This data was written to a .txt file after it was recieved from zerodha websocket. Now, I want to read the data from the .txt file using my python script and want to load it as a json. But the json.loads() method in python throws the below error.
json.decoder.JSONDecodeError: Expecting property name enclosed in double quotes: line 1 column 3 (char 2)
I have tried eval and ast.literal_eval methods in python as well but it didn't solve my problem. All I want is to be able to read the above data as a JSON to my python script. Any leads would be of great help.
Let me start off with THIS IS A BAD IDEA.
The comments on the question call out that this is not a JSON object in a file, rather the result of some other Python process printing the result and putting that in a file. The correct solution would be to modify the producer to use json.dumps() instead.
That aside, here's a DANGEROUS way to read that source file into a Python object.
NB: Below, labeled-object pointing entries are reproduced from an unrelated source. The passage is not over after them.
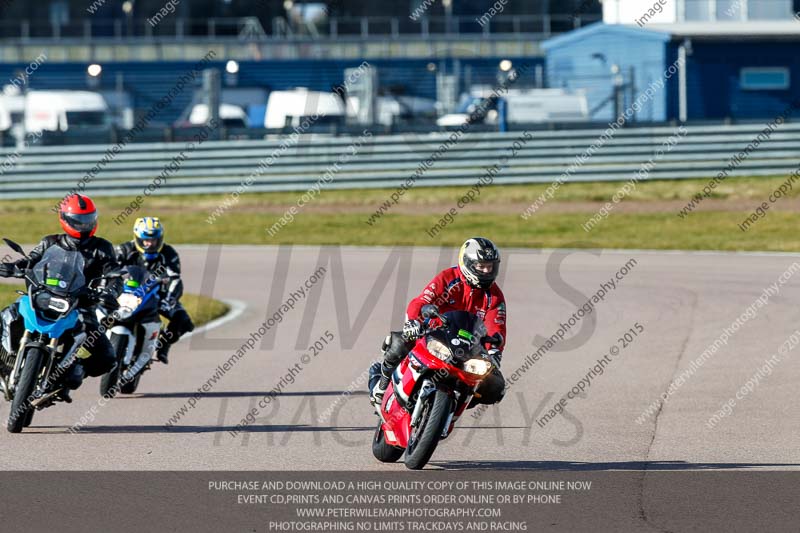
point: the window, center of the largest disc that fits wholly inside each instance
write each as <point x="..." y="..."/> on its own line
<point x="731" y="10"/>
<point x="764" y="78"/>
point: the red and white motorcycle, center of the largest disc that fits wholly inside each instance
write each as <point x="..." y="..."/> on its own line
<point x="431" y="387"/>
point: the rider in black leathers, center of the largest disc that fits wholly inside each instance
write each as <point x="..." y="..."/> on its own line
<point x="78" y="217"/>
<point x="148" y="250"/>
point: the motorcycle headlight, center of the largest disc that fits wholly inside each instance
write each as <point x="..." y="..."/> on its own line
<point x="129" y="301"/>
<point x="439" y="349"/>
<point x="478" y="367"/>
import datetime # needed for `eval()`
with open('textfile.txt', 'r') as f:
data = eval(f.read())
from pprint import pprint
pprint(data)
This will produce the following output from that input:
[{'average_traded_price': 180.1,
'change': -1.2983425414364609,
'depth': {'buy': [{'orders': 8, 'price': 178.6, 'quantity': 653},
{'orders': 15, 'price': 178.55, 'quantity': 2408},
{'orders': 22, 'price': 178.5, 'quantity': 6329},
{'orders': 24, 'price': 178.45, 'quantity': 9161},
{'orders': 17, 'price': 178.4, 'quantity': 7775}],
'sell': [{'orders': 8, 'price': 178.7, 'quantity': 5726},
{'orders': 11, 'price': 178.75, 'quantity': 4099},
{'orders': 25, 'price': 178.8, 'quantity': 23951},
{'orders': 21, 'price': 178.85, 'quantity': 7446},
{'orders': 21, 'price': 178.9, 'quantity': 11379}]},
'exchange_timestamp': datetime.datetime(2023, 1, 12, 13, 5, 1),
'instrument_token': 4708097,
'last_price': 178.65,
'last_trade_time': datetime.datetime(2023, 1, 12, 13, 4, 58),
'last_traded_quantity': 5,
'mode': 'full',
'ohlc': {'close': 181.0, 'high': 181.95, 'low': 177.8, 'open': 181.95},
'oi': 0,
'oi_day_high': 0,
'oi_day_low': 0,
'total_buy_quantity': 1282853,
'total_sell_quantity': 1673842,
'tradable': True,
'volume_traded': 4581928},
{'average_traded_price': 973.85,
'change': 0.4959958667011061,
'depth': {'buy': [{'orders': 2, 'price': 972.15, 'quantity': 6},
{'orders': 2, 'price': 972.1, 'quantity': 3},
{'orders': 3, 'price': 972.05, 'quantity': 15},
{'orders': 16, 'price': 972.0, 'quantity': 455},
{'orders': 2, 'price': 971.95, 'quantity': 14}],
'sell': [{'orders': 3, 'price': 972.5, 'quantity': 6},
{'orders': 2, 'price': 972.55, 'quantity': 49},
{'orders': 1, 'price': 972.6, 'quantity': 10},
{'orders': 2, 'price': 972.65, 'quantity': 27},
{'orders': 1, 'price': 972.7, 'quantity': 10}]},
'exchange_timestamp': datetime.datetime(2023, 1, 12, 13, 5, 4),
'instrument_token': 871681,
'last_price': 972.55,
'last_trade_time': datetime.datetime(2023, 1, 12, 13, 4, 53),
'last_traded_quantity': 1,
'mode': 'full',
'ohlc': {'close': 967.75, 'high': 978.6, 'low': 969.0, 'open': 971.75},
'oi': 0,
'oi_day_high': 0,
'oi_day_low': 0,
'total_buy_quantity': 152925,
'total_sell_quantity': 214765,
'tradable': True,
'volume_traded': 411290}]
Again, I will restate, THIS IS A BAD IDEA.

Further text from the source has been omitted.